Doch, wer das tun will, soll. Aber auch da würde ich gerne beliebt machen, dass man wieder einsteigen kann, selbst wenn man eine Zeitlang nicht gearbeitet hat. Meine Beobachtung, und was ich aus Studien kenne, ist, dass viele nach ein, zwei Jahren «Freiheit» gerne wieder gewisse Aufgaben übernehmen wollen, wenn auch nicht zu 100 Prozent. Lange sollte die Auszeit allerdings nicht dauern, sonst traut man sich die Arbeit irgendwann nicht mehr zu. Ich erinnere mich an zwei Jahre Mutterschaftsurlaub in Deutschland. Nach der Halbzeit sagten viele Frauen, sie wüssten nicht mehr, ob sie dem Betrieb noch gewachsen wären. Und ich begriff sie. Man muss dranbleiben.
Warum ist es für Ü50-Jährige oftmals schwierig einen Job zu finden?

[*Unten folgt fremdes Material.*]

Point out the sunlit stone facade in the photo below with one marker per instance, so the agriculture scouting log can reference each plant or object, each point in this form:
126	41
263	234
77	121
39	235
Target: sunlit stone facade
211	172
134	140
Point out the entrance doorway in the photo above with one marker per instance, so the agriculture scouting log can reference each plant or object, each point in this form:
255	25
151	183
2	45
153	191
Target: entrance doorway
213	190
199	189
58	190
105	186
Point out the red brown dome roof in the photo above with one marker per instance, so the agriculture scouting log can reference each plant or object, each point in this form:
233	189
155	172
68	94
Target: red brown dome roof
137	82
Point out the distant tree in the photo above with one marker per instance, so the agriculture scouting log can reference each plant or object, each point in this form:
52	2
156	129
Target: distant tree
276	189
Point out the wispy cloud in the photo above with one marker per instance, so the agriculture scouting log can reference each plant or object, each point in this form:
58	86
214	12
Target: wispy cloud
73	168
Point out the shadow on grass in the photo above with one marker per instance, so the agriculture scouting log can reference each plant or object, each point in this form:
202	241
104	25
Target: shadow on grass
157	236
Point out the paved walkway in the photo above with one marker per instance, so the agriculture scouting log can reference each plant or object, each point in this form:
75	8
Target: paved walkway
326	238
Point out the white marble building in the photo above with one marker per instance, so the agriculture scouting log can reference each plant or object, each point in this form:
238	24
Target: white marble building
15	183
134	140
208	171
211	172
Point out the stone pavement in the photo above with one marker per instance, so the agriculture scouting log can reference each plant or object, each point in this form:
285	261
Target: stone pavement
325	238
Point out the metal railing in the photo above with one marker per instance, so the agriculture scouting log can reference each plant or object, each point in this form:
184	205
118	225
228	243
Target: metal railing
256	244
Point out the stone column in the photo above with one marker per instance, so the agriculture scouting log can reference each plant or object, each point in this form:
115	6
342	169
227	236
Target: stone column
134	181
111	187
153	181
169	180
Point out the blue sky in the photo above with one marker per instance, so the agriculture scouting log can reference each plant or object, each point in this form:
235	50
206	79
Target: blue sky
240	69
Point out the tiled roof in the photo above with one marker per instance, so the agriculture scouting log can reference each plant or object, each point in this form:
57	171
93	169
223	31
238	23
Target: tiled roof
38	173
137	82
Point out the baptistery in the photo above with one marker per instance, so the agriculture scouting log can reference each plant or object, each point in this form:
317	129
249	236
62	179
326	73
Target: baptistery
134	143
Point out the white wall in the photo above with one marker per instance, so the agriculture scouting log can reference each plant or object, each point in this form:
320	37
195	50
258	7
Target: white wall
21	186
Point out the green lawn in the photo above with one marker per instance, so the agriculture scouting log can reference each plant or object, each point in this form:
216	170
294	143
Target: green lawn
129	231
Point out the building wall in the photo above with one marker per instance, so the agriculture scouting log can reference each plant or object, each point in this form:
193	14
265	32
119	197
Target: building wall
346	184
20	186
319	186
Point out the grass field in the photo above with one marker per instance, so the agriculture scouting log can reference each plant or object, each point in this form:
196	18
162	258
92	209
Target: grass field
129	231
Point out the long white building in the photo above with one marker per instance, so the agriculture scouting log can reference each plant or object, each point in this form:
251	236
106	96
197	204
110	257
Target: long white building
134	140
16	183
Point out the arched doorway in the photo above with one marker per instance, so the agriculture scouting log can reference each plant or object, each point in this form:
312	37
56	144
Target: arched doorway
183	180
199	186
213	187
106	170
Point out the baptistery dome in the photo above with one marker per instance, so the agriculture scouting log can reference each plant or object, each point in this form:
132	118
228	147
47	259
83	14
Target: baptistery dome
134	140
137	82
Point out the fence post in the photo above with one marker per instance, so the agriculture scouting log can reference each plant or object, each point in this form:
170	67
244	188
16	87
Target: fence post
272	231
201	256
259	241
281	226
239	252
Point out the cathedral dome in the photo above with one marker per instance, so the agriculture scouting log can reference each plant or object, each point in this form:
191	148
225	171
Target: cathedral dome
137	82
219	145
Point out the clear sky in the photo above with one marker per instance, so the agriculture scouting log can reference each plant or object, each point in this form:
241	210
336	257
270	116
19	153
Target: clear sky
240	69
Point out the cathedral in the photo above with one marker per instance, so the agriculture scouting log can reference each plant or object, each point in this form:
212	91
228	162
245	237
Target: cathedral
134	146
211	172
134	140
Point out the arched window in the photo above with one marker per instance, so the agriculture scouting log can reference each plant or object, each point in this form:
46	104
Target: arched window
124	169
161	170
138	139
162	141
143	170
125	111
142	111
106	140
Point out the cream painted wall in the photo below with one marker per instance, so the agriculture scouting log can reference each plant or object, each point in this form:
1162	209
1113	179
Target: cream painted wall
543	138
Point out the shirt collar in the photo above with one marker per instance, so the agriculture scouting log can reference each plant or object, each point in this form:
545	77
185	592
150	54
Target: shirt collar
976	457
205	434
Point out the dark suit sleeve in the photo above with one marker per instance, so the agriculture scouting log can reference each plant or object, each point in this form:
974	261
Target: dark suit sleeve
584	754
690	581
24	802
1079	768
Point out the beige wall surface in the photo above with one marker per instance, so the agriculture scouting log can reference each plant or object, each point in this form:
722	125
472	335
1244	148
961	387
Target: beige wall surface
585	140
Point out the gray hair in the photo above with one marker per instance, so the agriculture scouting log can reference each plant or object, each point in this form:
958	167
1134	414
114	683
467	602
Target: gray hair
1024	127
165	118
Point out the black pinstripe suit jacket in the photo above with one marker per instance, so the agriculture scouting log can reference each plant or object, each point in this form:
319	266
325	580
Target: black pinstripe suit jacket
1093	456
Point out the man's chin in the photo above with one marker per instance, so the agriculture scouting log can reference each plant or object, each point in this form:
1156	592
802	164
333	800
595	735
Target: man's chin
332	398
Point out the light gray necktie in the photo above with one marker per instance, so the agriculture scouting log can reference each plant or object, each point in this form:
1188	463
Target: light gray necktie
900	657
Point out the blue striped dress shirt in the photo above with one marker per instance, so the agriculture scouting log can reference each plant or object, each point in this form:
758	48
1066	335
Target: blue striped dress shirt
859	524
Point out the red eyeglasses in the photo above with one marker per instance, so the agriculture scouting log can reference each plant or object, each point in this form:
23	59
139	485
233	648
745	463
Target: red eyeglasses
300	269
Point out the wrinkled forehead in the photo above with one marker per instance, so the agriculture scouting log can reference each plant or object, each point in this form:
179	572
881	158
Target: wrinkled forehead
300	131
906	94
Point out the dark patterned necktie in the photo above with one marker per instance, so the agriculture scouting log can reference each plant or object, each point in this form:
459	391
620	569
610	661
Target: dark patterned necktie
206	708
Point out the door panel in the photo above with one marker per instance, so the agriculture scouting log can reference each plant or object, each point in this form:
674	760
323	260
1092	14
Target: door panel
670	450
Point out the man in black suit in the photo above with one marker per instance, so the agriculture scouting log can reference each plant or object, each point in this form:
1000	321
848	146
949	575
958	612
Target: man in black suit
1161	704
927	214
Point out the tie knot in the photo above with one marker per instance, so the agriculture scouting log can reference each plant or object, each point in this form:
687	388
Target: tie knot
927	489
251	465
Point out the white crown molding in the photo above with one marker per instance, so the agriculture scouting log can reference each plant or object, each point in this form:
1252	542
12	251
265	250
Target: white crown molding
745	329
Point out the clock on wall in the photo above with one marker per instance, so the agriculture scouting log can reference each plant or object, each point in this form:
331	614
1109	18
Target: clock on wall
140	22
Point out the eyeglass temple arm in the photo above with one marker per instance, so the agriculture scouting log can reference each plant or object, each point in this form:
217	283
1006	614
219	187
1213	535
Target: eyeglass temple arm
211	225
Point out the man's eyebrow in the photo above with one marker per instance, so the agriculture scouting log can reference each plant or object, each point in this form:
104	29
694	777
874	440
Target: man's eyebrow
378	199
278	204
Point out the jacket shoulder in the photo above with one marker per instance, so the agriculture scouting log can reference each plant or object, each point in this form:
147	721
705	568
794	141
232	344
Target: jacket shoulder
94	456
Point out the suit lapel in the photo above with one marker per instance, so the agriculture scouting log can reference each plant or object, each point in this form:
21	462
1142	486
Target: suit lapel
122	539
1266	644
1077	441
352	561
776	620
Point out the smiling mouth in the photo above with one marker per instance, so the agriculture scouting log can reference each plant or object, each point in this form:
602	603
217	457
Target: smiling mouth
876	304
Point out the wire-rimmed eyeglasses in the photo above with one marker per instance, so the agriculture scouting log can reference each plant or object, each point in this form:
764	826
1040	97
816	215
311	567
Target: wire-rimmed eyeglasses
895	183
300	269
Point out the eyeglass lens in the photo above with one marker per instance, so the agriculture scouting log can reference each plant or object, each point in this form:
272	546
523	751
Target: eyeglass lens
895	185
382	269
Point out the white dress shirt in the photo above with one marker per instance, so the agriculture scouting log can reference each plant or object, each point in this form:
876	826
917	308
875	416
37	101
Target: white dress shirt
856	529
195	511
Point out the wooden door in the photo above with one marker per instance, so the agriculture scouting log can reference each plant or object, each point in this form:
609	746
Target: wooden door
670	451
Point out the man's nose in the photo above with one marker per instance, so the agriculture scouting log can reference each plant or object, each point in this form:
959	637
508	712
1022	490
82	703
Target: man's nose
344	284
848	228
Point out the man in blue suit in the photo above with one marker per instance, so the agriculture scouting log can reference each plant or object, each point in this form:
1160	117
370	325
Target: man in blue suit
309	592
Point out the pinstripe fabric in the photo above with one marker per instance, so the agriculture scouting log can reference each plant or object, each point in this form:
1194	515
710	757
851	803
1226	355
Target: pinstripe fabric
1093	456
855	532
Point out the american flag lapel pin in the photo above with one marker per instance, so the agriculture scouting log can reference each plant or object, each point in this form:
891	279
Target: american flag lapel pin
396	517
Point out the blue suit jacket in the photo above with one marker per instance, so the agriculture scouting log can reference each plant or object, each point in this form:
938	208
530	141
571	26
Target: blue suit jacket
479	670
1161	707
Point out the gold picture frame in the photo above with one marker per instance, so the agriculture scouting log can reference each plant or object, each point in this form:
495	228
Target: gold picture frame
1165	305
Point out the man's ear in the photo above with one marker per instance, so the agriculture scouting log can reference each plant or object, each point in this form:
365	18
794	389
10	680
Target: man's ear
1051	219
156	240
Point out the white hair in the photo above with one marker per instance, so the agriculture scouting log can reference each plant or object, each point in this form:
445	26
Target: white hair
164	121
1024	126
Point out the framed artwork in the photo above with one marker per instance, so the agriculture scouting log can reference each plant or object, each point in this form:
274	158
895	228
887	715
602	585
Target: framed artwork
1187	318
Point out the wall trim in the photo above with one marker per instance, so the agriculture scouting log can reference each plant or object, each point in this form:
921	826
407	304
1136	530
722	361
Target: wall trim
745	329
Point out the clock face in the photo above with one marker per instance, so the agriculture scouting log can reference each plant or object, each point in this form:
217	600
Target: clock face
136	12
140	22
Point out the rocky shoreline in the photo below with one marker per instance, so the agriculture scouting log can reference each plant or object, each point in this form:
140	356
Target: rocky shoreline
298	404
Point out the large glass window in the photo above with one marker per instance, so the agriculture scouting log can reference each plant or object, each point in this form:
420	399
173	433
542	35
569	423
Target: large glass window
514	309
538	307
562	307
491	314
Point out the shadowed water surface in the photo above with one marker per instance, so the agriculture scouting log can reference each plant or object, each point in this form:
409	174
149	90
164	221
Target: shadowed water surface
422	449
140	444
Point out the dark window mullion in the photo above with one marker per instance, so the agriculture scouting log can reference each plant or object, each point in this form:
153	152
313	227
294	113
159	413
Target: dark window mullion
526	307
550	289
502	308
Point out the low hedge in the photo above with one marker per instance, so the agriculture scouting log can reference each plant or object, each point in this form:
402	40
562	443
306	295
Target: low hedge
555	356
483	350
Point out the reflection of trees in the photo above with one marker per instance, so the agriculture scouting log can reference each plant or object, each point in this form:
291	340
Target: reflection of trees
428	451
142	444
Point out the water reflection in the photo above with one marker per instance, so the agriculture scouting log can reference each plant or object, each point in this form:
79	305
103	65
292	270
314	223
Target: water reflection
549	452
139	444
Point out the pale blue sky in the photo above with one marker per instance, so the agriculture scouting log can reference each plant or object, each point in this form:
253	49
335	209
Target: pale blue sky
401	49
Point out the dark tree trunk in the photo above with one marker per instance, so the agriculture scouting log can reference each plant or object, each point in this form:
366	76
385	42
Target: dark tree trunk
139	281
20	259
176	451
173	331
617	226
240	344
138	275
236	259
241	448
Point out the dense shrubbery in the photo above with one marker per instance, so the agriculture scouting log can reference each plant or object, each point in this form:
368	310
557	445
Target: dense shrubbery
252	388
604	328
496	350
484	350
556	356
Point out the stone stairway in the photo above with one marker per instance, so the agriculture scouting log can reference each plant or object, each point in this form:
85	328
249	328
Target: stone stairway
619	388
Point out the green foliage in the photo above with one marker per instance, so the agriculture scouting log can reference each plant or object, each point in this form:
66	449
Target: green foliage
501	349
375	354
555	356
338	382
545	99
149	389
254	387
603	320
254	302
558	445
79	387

Der Grund dafür sind meist weitverbreitete Altersstereotypen, wie zum Beispiel, dass ältere Menschen nicht mehr innovativ seien. Wir gehen von einem antiquierten Bild aus und orientieren uns an der Generation unserer Grosseltern. Wir haben diese Idee, dass ältere Leute nicht entwicklungsfähig sind. Dabei kenne ich genauso viele Jugendgreise, die schon mit 16, mit Krawatte um den Hals, ins Grab sinken könnten. Schauen Sie sich Frau Merkel an, die war mit 67 die wahrscheinlich beweglichste politische Figur in der deutschen Politik und von einem Picasso hätte niemand mit 65 verlangt, dass er den Pinsel weglegt. Warum können wir nicht alle ein bisschen Picassos sein?